Weekend Review: Predestination

This Weekend Review takes us back in time a couple years to 2014, when Heinlein’s most notorious time-travel tale made it to the big screen.

Title: Predestination

Directed by Michael Spierig and Peter Spierig
Written by Michael Spierig and Peter Spierig from the short story “ ’—All You Zombies—’ ” by Robert Heinlein.

Cast

Ethan Hawke as The Agent
Sarah Snook as The Unmarried Mother
Noah Taylor as Mr. Robertson
Christopher Kirby as Agent Miles
Christopher Sommers as Mr. Miller
Monique Heath as 10-year-old Jane
Olivia Sprague as 5-year-old Jane
Madeleine West as Mrs. Stapleton
Freya Stafford as Alice
Jim Knobeloch as Dr. Belfort
Christopher Stollery as The Interviewer
Cate Wolfe as Beth
Ben Prendergast as Dr. Clarke
Tyler Coppin as Dr. Heinlein
Rob Jenkins as Mr. Jones
Elise Jansen as Nurse
Kuni Hashimoto as Dr. Fujimoto
Sara El-Yafi as Lab Technician
Vanessa Crouch as Recruit 1
Eliza D’Souza as Recruit 2

Available from Amazon.

Premise:

After recovering from a dangerous encounter, a time-traveling agent meets an individual in a bar in 1970, hears his life story, and makes him an unusual offer.

High Point:

The movie features a number of High Points. The acting is strong. The bomber threat, which suits the film genre, has been added without significantly damaging the time-bending, mind-frakking source story. However, one interesting High Point is the timeframe. Heinlein wrote the source tale in 1958; he sold it a year later. Most of his story takes place in an imagined near-future which is now our past. The Spierigs maintain the original dates, and what we see are only slightly-altered versions of the history we know, with the addition of top-secret time-travel and a slightly expanded space program. New York in the 1970s has the expected tacky clothing. People in the mid-1960s watch mid-1960s TV programs. The Spierigs actually make the settings work.

Low Points

The adaptation preserves a lot of the original spoken narration, which works fine in a written story but can seem slow-moving in a visual medium.

The Scores:

Originality: 1/6 Despite the addition of a serial bomber, the story stays quite close to the source material—concepts Heinlein and others had already addressed1 and have revisited many times.

Effects: 5/6

Acting: 6/6 The film received a number of acting-related nominations and awards, and deservedly so. Sarah Snook stands out in a film of strong performances.

Production: 5/6

Story: 6/6 Since I already knew the story, I cannot really determine if the twists, as presented here, are too predictable or not. Does anyone have an opinion on the matter?

Emotional Response: 5/6

Overall: 5/6

In total, Predestination receives 33/42

Note

1. Heinlein’s “By His Bootstraps” (1941) shares much with this story, although “ ’—All You Zombies—’ ” may be the most bizarre ontological exploration in SF history. David Gerrold’s The Man Who Folded Himself owes much to “ ’—All You Zombies—’ ”.

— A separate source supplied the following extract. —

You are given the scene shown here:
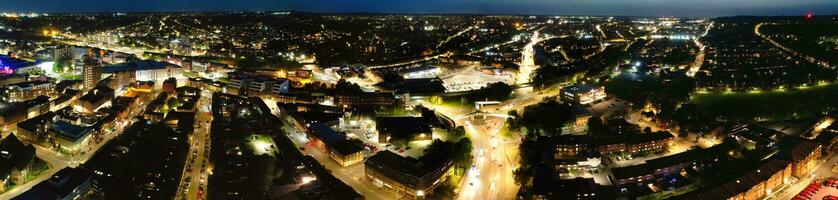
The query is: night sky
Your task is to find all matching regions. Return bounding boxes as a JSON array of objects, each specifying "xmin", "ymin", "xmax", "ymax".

3 replies on “Weekend Review: Predestination”

  1. My wife and I watched this and loved it, it wasn’t until I got to this page that we’ve learned it was a Heinlein tale. All of the twists seemed to have the appropriate amount of foreshadowing, so that you figure it out a bit before it’s actually confirmed.

    • That was our sense of it as well. If I didn’t know the story, I think I would’ve figured out most of it before the actual reveal.

  2. I missed this when it came out. I haven’t read the original novel (but I now plan to). I’d say that the twists were certainly foreshadowed, but it only really came together for me just before the characters confirmed it on the screen (except the very last one; I had that one practically from the beginning, but I think that’s just perils of being genre-savvy).

    Anyway, thanks for this review; without it I would probably have continued to be ignorant of this great flick.